A Tasty Python Binding with MeCab (FFI-based, no SWIG or compiler necessary)
Project description
natto-py
========
What is natto-py?
-----------------
``natto-py`` combines the Python_ programming language with MeCab_, the part-of-speech
and morphological analyzer for the Japanese language.
You can learn more about `natto-py at Bitbucket`_.
Requirements
-------------
``natto-py`` requires the following:
- `MeCab 0.996`_ along with an appropriate dictionary (`mecab-ipadic`_ recommended)
- `cffi 0.8.6`_
``natto-py`` is compatible with the following Python versions:
- `Python 2.7.8`_
- `Python 3.2.5`_
- `Python 3.3.5`_
- `Python 3.4.2`_
Installation
------------
Install ``natto-py`` with the following command::
pip install natto-py
This will automatically install the ``cffi`` package, which ``natto-py`` uses to
bind to the ``mecab`` library.
Configuration
-------------
``natto-py`` should just work without any explicit configuration.
On \*nix and Mac OS, it queries ``mecab-config`` to discover the
path to the ``libmecab.so`` or ``libmecab.dylib``, respectively.
On Windows, it queries the Windows Registry to locate the MeCab
installation folder.
In order to convert character encodings to/from Unicode, ``natto-py``
will examine the charset of the ``mecab`` system dictionary.

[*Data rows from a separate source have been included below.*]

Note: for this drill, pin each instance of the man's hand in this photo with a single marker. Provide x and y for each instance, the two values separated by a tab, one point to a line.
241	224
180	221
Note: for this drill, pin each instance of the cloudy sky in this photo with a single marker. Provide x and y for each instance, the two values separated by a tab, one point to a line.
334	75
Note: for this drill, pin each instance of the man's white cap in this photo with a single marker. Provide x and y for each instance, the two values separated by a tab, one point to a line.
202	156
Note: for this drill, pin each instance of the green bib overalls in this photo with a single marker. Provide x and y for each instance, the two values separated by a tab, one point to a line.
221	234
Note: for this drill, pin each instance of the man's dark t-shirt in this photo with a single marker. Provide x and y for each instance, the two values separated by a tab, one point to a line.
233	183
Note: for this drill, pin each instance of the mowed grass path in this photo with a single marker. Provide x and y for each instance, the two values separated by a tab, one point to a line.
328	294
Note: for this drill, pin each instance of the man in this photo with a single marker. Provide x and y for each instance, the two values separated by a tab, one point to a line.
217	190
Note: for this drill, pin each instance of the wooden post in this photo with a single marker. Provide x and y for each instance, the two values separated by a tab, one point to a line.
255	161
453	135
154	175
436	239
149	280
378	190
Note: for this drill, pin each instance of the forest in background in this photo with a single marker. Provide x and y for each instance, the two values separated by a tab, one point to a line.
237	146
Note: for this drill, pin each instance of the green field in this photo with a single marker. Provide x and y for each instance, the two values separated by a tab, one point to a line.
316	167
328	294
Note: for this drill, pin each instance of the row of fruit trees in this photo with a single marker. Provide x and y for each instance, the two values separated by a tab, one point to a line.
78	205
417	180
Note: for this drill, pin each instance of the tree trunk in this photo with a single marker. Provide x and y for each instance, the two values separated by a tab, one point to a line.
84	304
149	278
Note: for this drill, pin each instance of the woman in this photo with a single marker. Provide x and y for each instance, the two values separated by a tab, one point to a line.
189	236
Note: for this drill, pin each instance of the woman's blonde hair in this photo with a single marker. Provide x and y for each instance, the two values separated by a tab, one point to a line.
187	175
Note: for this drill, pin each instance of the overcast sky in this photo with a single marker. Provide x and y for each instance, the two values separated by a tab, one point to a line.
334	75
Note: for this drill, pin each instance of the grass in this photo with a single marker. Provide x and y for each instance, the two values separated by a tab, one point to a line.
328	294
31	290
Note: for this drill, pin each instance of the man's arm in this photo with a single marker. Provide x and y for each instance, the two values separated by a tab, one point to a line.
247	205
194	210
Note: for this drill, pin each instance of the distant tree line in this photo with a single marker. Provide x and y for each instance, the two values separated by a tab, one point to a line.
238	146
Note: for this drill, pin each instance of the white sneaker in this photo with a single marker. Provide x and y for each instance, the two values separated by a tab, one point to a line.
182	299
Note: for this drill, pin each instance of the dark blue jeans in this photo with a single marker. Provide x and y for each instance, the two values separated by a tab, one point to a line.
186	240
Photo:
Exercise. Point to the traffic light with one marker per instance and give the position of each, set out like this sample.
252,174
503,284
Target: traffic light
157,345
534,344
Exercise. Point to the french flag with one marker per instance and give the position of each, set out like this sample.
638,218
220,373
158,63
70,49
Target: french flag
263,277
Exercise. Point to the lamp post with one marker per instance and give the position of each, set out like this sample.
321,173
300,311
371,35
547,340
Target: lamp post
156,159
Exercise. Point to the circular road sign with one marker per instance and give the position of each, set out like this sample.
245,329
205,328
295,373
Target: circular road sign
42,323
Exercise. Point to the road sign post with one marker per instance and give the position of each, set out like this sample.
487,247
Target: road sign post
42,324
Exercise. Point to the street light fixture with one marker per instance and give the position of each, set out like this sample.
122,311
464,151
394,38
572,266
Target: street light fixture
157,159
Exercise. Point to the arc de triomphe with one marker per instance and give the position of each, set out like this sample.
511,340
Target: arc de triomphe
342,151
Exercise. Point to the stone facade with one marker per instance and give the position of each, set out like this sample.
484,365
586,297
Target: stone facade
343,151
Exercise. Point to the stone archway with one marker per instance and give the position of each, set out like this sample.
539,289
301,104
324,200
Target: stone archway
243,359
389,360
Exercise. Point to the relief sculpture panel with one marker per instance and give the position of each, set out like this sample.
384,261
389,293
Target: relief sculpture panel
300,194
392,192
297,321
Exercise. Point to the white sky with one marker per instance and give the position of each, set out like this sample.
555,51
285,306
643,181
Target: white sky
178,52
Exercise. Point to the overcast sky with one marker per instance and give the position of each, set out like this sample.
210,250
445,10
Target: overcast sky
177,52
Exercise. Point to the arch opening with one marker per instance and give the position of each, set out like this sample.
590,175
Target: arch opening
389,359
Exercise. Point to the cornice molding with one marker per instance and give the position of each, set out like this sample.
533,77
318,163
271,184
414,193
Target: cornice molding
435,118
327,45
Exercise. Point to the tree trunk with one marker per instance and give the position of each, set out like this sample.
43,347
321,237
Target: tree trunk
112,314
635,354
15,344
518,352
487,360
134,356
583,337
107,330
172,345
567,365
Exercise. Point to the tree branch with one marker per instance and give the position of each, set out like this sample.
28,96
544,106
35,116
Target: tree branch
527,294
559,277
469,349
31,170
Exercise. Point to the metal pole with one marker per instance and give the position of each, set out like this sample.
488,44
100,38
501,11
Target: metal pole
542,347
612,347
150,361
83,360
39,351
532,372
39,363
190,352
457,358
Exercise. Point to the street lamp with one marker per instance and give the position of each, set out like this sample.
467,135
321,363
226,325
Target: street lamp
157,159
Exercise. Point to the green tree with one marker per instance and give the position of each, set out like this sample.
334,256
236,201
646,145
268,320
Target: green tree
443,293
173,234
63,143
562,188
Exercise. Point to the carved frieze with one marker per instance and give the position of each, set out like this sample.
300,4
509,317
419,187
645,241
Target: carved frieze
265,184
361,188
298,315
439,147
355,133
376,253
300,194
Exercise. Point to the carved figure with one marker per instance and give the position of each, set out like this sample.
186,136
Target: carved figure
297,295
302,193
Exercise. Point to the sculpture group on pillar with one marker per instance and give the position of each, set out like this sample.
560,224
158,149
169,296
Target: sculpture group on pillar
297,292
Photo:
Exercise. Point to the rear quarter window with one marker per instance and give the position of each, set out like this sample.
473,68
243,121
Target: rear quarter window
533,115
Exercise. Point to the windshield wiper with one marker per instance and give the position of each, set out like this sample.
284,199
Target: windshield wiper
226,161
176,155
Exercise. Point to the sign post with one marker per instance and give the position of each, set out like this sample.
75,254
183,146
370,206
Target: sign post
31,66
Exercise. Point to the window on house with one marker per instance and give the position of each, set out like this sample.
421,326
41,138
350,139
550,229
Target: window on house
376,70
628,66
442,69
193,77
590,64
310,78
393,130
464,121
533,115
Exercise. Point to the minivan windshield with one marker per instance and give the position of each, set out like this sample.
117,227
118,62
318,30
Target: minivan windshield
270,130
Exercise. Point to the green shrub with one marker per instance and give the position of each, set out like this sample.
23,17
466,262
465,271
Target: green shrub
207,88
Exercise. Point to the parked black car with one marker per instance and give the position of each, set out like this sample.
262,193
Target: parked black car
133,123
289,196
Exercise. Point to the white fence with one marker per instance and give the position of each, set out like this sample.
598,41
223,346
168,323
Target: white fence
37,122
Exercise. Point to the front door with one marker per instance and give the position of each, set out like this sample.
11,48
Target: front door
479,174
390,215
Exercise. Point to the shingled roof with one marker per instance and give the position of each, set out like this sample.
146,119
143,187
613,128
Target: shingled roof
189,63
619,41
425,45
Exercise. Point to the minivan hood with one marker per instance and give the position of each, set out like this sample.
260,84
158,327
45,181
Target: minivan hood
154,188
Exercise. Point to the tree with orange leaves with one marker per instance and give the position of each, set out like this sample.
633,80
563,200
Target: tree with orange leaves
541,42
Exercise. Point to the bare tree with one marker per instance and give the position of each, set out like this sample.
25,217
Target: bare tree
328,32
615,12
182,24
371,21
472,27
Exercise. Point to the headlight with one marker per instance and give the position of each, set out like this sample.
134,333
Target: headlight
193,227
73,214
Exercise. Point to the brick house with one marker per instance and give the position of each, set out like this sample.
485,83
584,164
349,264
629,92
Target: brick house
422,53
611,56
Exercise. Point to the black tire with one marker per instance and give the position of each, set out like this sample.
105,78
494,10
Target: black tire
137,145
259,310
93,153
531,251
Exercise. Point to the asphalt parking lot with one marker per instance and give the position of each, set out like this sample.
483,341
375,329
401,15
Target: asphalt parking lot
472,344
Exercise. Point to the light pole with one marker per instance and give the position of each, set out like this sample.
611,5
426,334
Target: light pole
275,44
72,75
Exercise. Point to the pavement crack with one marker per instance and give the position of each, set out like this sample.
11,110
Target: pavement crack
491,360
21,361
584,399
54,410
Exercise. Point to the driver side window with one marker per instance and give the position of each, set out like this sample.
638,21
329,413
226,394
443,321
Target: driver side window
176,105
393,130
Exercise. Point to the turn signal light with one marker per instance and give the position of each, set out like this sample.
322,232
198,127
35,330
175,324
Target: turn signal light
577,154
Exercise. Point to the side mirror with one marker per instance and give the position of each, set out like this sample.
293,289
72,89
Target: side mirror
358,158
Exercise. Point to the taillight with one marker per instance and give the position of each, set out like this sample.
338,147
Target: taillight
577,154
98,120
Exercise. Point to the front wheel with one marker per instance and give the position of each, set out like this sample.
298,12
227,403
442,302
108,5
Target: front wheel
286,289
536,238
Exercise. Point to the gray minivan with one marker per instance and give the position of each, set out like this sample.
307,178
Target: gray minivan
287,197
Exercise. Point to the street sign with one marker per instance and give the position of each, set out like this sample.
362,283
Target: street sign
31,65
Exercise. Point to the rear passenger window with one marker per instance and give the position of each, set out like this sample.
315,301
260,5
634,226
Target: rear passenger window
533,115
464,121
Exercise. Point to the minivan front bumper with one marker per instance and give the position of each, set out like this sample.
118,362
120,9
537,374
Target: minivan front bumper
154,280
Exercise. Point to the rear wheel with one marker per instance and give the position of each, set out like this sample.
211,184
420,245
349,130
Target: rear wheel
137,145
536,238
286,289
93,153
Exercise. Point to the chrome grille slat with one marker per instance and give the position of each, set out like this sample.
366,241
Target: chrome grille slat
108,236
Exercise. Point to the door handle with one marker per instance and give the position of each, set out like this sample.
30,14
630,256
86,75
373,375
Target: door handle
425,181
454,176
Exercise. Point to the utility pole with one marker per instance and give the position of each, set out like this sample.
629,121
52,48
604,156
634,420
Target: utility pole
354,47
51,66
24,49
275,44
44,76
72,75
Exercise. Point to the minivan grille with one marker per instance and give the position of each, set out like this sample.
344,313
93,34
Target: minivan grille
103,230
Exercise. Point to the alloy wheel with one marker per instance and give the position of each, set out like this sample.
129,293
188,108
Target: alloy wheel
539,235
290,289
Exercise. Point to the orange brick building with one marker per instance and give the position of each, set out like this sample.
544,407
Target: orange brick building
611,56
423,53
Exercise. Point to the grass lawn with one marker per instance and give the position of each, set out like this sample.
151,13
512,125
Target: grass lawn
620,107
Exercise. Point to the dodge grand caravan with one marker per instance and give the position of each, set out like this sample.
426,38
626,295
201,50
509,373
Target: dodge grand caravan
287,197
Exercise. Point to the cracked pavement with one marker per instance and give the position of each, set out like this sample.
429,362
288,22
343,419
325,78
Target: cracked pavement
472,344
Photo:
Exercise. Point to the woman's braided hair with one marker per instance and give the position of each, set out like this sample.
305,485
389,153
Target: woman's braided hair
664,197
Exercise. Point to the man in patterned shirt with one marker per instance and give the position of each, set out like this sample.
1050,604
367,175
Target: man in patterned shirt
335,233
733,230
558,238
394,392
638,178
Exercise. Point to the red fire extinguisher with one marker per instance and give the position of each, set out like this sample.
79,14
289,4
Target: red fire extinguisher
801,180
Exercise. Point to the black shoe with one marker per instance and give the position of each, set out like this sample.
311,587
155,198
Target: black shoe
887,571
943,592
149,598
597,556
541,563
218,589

Therefore, as long as the ``mecab`` (and ``mecab-config`` for \*nix
and Mac OS) executables are on your ``PATH``, ``natto-py`` should
not require any explicit configuration.
If ``natto-py``, for some reason, cannot locate the ``mecab`` library,
or if it cannot determine the correct charset used internally by
``mecab``, then you will need to set the ``MECAB_PATH`` and ``MECAB_CHARSET``
environment variables.
Set the ``MECAB_PATH`` environment variable to the exact name/path to your
``mecab`` library. Set the ``MECAB_CHARSET`` environment variable if you
compiled ``mecab`` and the related dictionary to use a non-default character
encoding.
e.g., for Mac OS X::
export MECAB_PATH=/usr/local/Cellar/mecab/0.996/lib/libmecab.dylib
export MECAB_CHARSET=utf8
e.g., for bash on UNIX/Linux::
export MECAB_PATH=/usr/local/lib/libmecab.so
export MECAB_CHARSET=euc-jp
e.g., on Windows::
set MECAB_PATH=C:\Program Files\MeCab\bin\libmecab.dll
set MECAB_CHARSET=shift-jis
e.g., from within a Python program::
import os
os.environ['MECAB_PATH']='/usr/local/lib/libmecab.so'
os.environ['MECAB_CHARSET']=utf-16
Usage
-----
Here's a very quick guide to using ``natto-py``.
Following `NLTK3`_ lead, ``natto-py`` requires all input
to be unicode, and always returns text as unicode.
On Python 2.7, you will have to decode/encode accordingly.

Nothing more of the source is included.